Two comments regarding the Senate.
1. While it is "unfair" that small states get the same number of Senators as large states, I don't see it having any effect on our government. Most people point to the partisan bias of the two-senator small state bias but that in fact is incorrect. Actually, the smaller states are balanced by party. Currently, the ten smallest states have 10 Republican and 10 Democratic (or Democratic-caucusing) Senators. That balance has been maintained pretty much for the past twenty years or so. In addition, it's not clear to me that small states hold unfair leverage which they use for small state concerns. Are we passing legislation that is unfairly biased toward Vermont versus California, or Wyoming versus Texas? Not that I'm aware of. The divisions are partisan and national, not local and based on state size.
2. Nonetheless, the Senate is a problem and creates unnecessary obstacles for effective government. But I believe we can -- effectively -- get rid of the Senate, despite what you cite in part 1. And we can do that by giving each state equal suffrage in the Senate -- i.e., *none.* Each Senator would have a zero, or non-binding, vote in areas we choose. We could make the Senate more like the House of Lords, with something of an advisory role but with limited or no ability to block (or pass) legislation. We could consider retaining certain areas where Senators have an effective vote, such as for treaties and some (if not all) appointments. But for legislation? Nope, nothing.

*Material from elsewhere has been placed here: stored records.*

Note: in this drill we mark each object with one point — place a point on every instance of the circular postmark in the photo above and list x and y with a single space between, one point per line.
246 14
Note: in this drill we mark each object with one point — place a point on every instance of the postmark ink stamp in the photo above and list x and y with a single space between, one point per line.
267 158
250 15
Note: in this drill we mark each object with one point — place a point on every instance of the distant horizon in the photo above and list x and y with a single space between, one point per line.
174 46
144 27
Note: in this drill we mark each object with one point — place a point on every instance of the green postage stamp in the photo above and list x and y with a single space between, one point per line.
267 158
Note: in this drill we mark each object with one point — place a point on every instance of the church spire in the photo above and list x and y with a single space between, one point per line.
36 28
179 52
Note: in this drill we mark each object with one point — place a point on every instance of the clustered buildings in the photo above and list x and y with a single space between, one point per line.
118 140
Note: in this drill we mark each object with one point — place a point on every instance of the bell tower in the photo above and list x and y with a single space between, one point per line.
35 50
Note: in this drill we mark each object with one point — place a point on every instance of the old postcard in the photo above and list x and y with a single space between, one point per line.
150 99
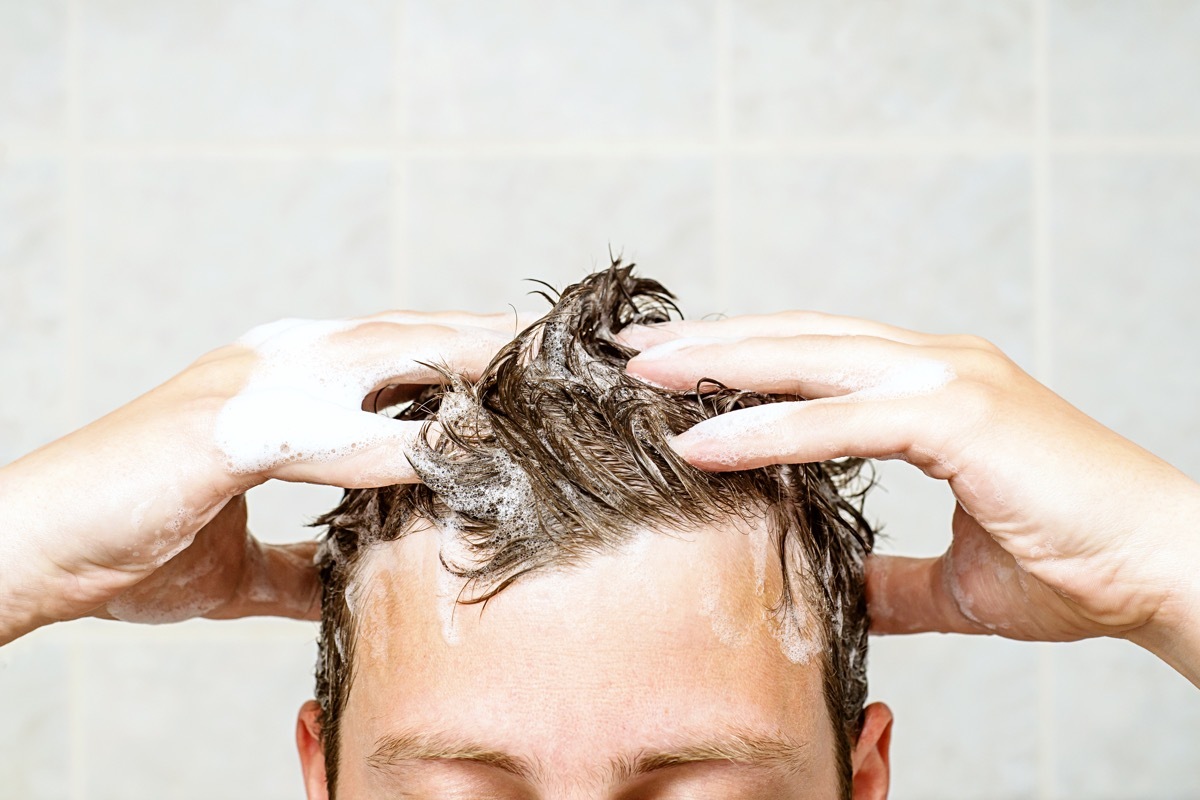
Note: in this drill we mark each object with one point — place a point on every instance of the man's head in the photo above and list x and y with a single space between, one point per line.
565 608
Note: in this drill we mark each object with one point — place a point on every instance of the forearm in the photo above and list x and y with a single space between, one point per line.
1174 633
96 511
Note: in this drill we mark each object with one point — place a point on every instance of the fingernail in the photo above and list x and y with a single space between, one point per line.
666 349
642 337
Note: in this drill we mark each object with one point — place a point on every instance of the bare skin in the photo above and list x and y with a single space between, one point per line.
575 684
139 515
1063 529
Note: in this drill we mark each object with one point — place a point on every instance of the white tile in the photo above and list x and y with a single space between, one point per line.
33 67
35 727
881 67
1126 242
193 720
1125 67
1125 725
966 714
233 68
281 512
33 306
478 228
910 510
186 256
939 245
532 70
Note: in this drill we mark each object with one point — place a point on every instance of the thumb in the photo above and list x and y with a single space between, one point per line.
909 595
378 455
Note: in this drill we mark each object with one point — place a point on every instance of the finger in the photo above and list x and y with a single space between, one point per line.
381 353
507 322
814 431
810 366
909 595
279 581
790 323
359 450
391 395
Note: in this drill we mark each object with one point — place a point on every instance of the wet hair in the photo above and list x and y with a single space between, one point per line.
556 453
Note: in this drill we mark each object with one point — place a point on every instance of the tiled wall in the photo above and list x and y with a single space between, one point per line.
173 173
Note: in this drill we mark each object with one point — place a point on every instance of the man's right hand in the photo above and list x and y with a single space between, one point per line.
1063 529
139 515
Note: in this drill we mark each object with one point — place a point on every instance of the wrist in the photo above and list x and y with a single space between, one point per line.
1173 633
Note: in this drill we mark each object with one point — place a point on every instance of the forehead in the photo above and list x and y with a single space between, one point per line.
671 635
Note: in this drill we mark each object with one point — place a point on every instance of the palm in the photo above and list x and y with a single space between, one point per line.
987 585
201 579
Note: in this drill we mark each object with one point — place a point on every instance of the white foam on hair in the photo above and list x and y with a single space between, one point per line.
303 401
791 632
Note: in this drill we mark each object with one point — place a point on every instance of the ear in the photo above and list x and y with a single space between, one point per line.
870 759
312 752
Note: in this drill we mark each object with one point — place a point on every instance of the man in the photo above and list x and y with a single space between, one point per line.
1063 529
651 630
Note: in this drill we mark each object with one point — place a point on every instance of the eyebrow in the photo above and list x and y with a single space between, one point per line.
735 746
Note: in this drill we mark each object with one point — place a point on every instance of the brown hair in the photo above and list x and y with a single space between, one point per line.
556 453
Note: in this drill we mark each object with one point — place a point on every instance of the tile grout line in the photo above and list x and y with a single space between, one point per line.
721 263
77 786
283 150
1043 320
400 290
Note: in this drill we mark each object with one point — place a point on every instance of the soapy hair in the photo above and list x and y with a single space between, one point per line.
557 453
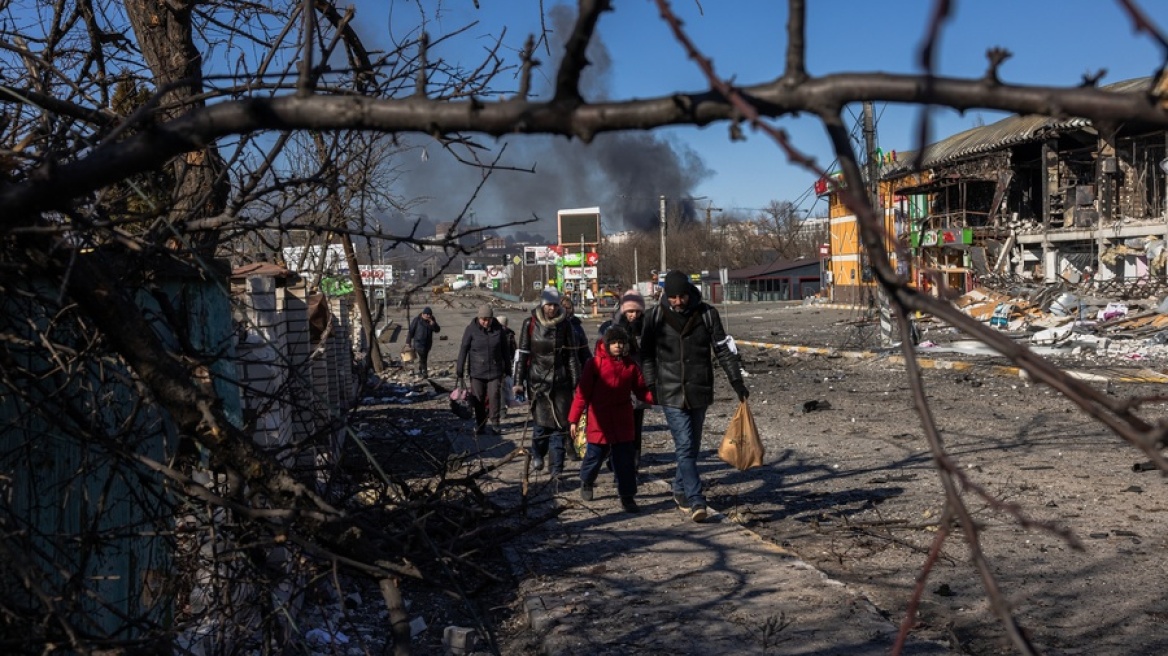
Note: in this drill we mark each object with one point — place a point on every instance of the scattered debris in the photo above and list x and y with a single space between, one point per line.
812 406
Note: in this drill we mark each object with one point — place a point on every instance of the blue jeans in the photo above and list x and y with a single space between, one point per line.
623 463
686 425
546 439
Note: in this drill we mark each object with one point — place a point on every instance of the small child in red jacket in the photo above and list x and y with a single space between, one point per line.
606 386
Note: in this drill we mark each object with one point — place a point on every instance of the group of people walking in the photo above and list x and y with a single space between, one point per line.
659 356
645 356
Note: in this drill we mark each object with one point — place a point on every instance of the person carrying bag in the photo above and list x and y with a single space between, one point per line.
741 445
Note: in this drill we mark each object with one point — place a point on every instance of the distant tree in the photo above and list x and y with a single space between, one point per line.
787 232
233 82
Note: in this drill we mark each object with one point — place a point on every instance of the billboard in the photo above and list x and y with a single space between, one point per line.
578 225
306 260
539 256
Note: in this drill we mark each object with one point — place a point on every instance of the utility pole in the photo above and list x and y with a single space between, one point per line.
871 171
709 210
870 147
662 270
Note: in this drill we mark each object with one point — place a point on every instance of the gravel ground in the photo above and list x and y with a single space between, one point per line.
1072 535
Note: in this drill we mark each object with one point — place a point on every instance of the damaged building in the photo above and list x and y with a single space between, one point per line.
1045 201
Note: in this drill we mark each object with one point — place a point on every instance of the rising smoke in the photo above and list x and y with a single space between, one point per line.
621 173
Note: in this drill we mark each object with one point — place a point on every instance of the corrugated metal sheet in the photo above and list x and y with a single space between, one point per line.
1010 131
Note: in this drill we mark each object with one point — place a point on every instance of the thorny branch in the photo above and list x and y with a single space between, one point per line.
1117 414
80 168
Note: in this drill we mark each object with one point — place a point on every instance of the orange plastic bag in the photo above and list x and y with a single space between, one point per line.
741 446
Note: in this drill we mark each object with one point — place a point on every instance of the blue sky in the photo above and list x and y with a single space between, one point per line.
1054 42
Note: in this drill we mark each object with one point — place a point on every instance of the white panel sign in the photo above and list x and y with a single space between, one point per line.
578 272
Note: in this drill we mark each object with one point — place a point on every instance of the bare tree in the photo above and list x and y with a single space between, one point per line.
80 259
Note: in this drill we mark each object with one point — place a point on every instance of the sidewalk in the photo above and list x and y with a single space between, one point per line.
925 361
597 580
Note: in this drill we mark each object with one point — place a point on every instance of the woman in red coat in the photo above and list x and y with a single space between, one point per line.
607 384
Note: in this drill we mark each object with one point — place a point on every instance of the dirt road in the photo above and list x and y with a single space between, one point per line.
1072 535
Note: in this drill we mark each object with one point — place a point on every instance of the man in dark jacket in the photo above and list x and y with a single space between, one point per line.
675 354
548 367
421 337
485 354
630 315
583 353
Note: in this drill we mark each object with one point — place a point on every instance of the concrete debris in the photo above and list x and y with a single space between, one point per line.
1072 323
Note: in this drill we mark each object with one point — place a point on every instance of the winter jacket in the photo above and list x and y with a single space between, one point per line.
605 392
421 333
485 353
675 353
547 365
581 335
634 337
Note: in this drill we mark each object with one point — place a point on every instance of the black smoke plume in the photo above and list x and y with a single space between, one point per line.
624 174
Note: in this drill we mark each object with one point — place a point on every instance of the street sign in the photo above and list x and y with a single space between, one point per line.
578 272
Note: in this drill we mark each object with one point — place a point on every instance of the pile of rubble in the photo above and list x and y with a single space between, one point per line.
1052 316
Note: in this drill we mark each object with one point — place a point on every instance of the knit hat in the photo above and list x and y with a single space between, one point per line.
549 297
632 300
676 284
616 334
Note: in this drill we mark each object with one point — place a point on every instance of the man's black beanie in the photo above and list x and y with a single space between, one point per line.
676 284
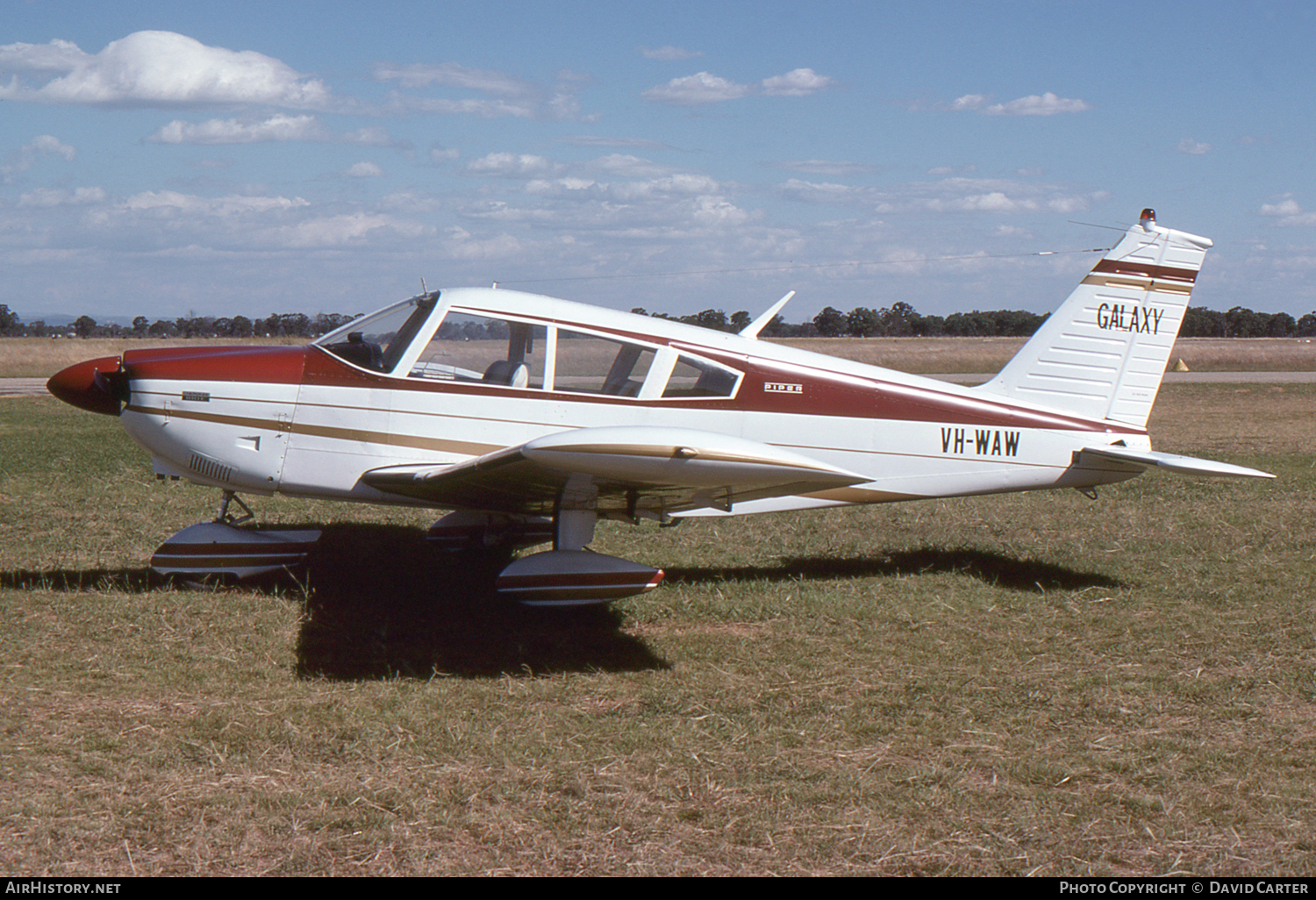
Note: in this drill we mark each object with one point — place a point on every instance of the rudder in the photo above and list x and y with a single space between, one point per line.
1103 353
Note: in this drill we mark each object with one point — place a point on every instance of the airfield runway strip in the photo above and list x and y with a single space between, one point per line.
36 387
1174 378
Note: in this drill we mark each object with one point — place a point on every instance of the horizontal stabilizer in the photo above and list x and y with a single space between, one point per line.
1171 462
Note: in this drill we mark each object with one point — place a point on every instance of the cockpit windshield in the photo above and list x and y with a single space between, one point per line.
378 341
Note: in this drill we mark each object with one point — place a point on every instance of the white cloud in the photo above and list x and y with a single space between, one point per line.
1289 212
949 195
50 145
279 126
703 87
797 83
511 165
232 131
669 53
968 102
1045 104
697 89
154 68
42 145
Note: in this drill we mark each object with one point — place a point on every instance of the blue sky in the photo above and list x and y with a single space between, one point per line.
224 158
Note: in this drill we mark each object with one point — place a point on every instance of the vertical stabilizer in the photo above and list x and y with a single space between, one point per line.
1102 354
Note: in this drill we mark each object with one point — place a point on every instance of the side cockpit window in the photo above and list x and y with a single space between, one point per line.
587 363
484 349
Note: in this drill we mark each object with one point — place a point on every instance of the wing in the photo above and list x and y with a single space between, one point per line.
618 471
1171 462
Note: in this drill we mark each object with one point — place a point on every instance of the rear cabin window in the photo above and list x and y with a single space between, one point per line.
697 378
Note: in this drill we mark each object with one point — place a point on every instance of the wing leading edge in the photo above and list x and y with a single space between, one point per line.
616 471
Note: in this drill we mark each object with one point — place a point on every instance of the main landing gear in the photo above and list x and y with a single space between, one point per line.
220 549
566 575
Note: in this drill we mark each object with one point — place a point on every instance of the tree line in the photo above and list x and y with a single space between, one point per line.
184 326
903 320
897 320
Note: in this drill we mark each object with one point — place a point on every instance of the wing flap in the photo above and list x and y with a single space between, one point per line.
1170 462
616 470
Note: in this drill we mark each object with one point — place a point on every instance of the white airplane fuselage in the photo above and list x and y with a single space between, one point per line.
500 403
304 423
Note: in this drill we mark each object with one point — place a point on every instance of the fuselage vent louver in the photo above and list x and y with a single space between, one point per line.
211 468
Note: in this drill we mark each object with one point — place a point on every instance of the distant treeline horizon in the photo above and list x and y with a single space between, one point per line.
898 320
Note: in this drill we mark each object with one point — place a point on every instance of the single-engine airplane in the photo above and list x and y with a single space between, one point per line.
531 418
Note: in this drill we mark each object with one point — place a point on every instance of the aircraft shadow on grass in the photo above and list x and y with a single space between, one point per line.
381 603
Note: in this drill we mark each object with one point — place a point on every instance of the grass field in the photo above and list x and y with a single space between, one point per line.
995 686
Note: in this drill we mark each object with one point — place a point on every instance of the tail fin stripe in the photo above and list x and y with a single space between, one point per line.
1102 354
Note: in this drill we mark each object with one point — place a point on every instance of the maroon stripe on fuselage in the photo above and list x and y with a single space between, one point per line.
1132 268
268 365
820 395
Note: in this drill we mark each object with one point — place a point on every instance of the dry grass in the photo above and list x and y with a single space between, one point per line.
1018 684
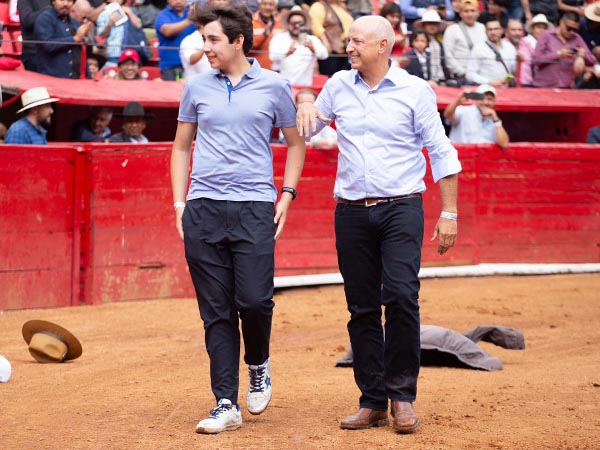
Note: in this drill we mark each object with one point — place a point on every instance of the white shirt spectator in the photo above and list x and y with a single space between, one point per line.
190 45
456 45
298 67
483 67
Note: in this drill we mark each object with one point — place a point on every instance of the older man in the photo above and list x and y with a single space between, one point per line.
561 54
379 214
59 53
32 128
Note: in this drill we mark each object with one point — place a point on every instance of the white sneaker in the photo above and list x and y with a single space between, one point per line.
259 387
225 417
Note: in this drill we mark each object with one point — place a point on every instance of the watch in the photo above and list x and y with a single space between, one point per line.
290 190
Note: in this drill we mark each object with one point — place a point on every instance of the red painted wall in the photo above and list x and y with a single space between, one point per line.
94 224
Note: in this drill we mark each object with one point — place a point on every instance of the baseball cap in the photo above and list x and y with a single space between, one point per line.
485 88
129 54
5 369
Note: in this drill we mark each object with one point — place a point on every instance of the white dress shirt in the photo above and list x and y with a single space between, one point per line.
381 134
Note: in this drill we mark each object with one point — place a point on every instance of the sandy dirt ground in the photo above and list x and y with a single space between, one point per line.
142 381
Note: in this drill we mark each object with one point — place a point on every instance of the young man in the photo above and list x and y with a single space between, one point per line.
229 224
384 117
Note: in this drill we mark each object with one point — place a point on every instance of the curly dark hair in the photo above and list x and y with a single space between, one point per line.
236 21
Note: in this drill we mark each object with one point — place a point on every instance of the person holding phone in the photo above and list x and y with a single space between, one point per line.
561 55
477 123
294 51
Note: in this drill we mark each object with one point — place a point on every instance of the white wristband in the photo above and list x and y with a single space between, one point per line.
447 215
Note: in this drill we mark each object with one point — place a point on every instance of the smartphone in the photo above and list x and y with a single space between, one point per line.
113 8
474 96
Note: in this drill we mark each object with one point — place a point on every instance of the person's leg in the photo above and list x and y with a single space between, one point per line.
359 260
401 226
211 268
253 246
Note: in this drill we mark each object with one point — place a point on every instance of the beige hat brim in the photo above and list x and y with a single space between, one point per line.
34 326
38 103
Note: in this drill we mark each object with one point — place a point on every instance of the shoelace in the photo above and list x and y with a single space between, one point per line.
221 409
257 377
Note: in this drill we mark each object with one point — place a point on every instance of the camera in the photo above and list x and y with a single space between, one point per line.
474 96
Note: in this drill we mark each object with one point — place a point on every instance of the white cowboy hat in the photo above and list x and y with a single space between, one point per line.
35 97
592 12
50 343
5 369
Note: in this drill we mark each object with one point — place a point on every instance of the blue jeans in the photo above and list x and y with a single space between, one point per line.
379 255
229 248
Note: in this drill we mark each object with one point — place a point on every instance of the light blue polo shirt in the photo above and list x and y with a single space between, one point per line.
232 158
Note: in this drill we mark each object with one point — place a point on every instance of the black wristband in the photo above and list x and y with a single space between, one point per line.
289 191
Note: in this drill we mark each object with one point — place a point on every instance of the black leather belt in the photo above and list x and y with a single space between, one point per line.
367 202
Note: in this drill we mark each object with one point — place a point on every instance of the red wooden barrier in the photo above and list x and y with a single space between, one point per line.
94 224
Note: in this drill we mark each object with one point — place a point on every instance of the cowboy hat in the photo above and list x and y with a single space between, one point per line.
592 12
50 343
5 369
35 97
297 11
134 109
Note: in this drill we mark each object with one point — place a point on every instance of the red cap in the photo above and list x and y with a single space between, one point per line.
129 54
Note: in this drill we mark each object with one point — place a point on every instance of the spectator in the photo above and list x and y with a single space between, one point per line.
29 10
413 10
478 123
95 64
590 30
593 135
134 123
95 128
359 8
549 8
330 23
393 14
561 54
191 51
59 54
265 25
493 61
497 10
538 25
172 26
515 37
113 32
129 66
432 24
459 39
419 57
32 128
294 51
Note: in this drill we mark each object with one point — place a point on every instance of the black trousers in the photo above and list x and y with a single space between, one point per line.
379 255
229 248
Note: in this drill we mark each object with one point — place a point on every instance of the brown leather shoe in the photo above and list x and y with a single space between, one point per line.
405 417
365 418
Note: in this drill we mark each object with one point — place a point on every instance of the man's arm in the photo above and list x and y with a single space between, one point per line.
293 169
180 166
446 228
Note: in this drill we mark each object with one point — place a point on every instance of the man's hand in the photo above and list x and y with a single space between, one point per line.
281 213
306 119
446 230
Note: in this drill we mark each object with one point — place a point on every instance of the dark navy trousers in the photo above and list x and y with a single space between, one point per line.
379 255
229 248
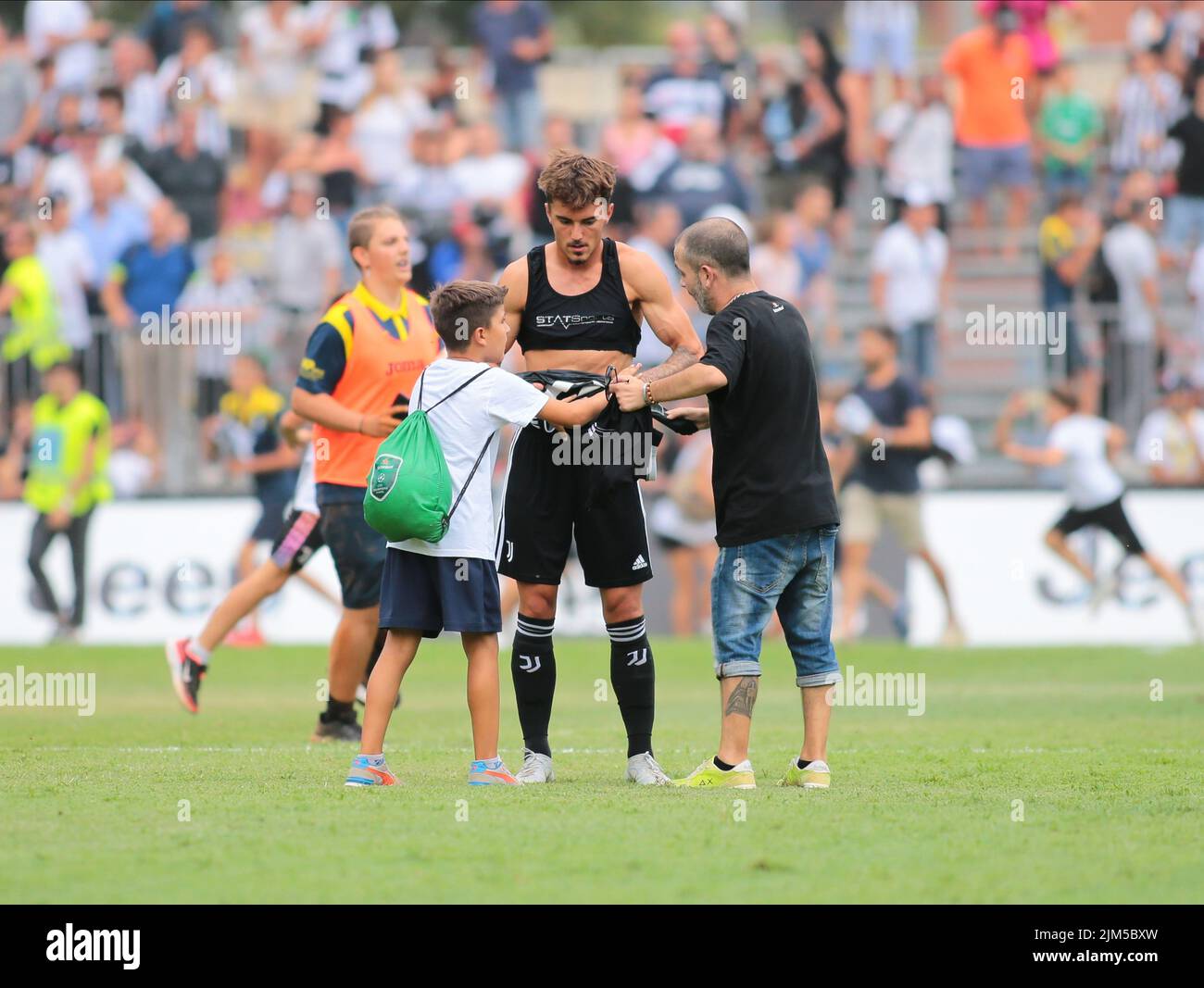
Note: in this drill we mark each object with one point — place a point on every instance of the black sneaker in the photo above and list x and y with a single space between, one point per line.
185 674
336 730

That would seem to pass constitutional muster to me, even if it would demand a constitutional amendment for it to happen.
from Joseph Britt: " The task before us today is primarily a moral one, only very secondarily one of institutional reform. I would rather it were one we did not face, but as we Americans have gotten ourselves into this fix it will be up to us to move out of it, and forward." (posting at twitter about the above article)
It is all only moral, and ethical. That is the only important thing. The Politicians with a capital P who are our leadership in the communities, where the voters live, have to look at themselves in the mirror if they are not truthtelling. We have a complicated Senator, Senator Susan Collins, who is a lot deeper than non-Mainers know. This is not the person portrayed on SNL. There is a long tradition of independent thinking in Maine, maybe because we are stuck out there at the end of the country, all alone. People leave us alone, or used to. Senator Collins grew up in the far north, she is not easily scared by a bear in the back yard or a crowd of R in the Senate Chamber. Senator Olympia Snowe, and other current and past politicians in Maine do have common ground in many ways. Look to R and D crossing the aisle out of sight of the media, a la how to Get to Yes, an important Harvard U Mediation Project initiative. The 24/7 news cycle destroys morality by rushing to get more content which is then diluted into something called "cuisinart journalism." Great article, thank u!